[Math] Roles of $\bf A^TA$ ($\text {A transpose A}$) matrices in orthogonal projection

linear algebraprojection-matrices

$\bf A^TA$ forms (or equivalently (?) positive semidefinite matrices, or more particularly, covariance matrices($\bf \Sigma$)) are linked in practice to many operations in which data points are orthogonally projected:

  1. In ordinary linear regression (OLS) is part of the projection matrix $\bf P = X(\color{blue}{X^TX})^{−1}X^T$ of the "dependent variable" on the column space of the model matrix.

  2. In principal component analysis (PCA) the data is projected on the eigenvectors of the covariance matrix.

  3. The covariance matrix informs white random "white" samples into diagonal projections in Gaussian processes, which seems intuitively to correspond to a way of projecting.

But I am looking at a unifying explanation. A more generic concept.

In this regard, I have come across the sentence, "It is as if the covariance matrix stored all possible projection variances in all directions," a statement seemingly supported by the fact that a for data cloud in $\mathbb R^n$, the variance of the projection of the points onto a unit vector $\bf u$ will be given by $\bf u^T \Sigma u$.

So is there a way of unify all these inter-related properties into a single set of principles from which all the applications and geometric derivations can be seen?

I believe that the unifying theme is related to the the orthogonal diagonalization $\bf A^T A = U^T D U$ as mentioned here, but I'd like to see this idea explained a bit further.

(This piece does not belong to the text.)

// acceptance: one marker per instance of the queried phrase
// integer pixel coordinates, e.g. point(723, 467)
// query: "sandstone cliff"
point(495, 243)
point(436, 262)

EXEGETICAL APPENDIX for novices:

It was far from self-evident, but after some help by Michael Hardy and @stewbasic, the answer by Étienne Bézout may be starting to click. So like in the move Memento, I'd better tattoo what I got so far here in case it is blurry in the morning:

Concept One:

Block matrix multiplication:

\begin{align}
A^\top A & = \begin{bmatrix} \vdots & \vdots & \vdots & \cdots & \vdots \\
a_1^\top & a_2^\top & a_3^\top & \cdots & a_{\color{blue}{\bf n}}^\top\\
\vdots & \vdots & \vdots & \cdots & \vdots\end{bmatrix}
\begin{bmatrix}
\cdots & a_1 & \cdots\\
\cdots & a_2 & \cdots \\
\cdots & a_3 & \cdots \\
& \vdots&\\
\cdots & a_{\color{blue}{\bf n}} & \cdots
\end{bmatrix}\\
&= a_1^\top a_1 + a_2^\top a_2 + a_3^\top a_3 + \cdots+a_n^\top a_n\tag{1}
\end{align}

where $a_i$'s are $[\color{blue}{1 \times \bf n}]$ row vectors.


Concept Two:

The $\color{blue}{\bf n}$.

We have the same dimensions for the block matrix multiplication $\bf \underset{[\text{many rows} \times \color{blue}{\bf n}]}{\bf A^\top}\underset{[\color{blue}{\bf n} \times \text{many rows}]}{\bf A} =\large [\color{blue}{\bf n} \times \color{blue}{\bf n}] \small \text{ matrix}$, as for each individual summand $\bf a_i^\top a_i$ in Eq. 1.


Concept Three:

$\bf a_i^\top a_i$ is deceptive because of the key definition: row vector.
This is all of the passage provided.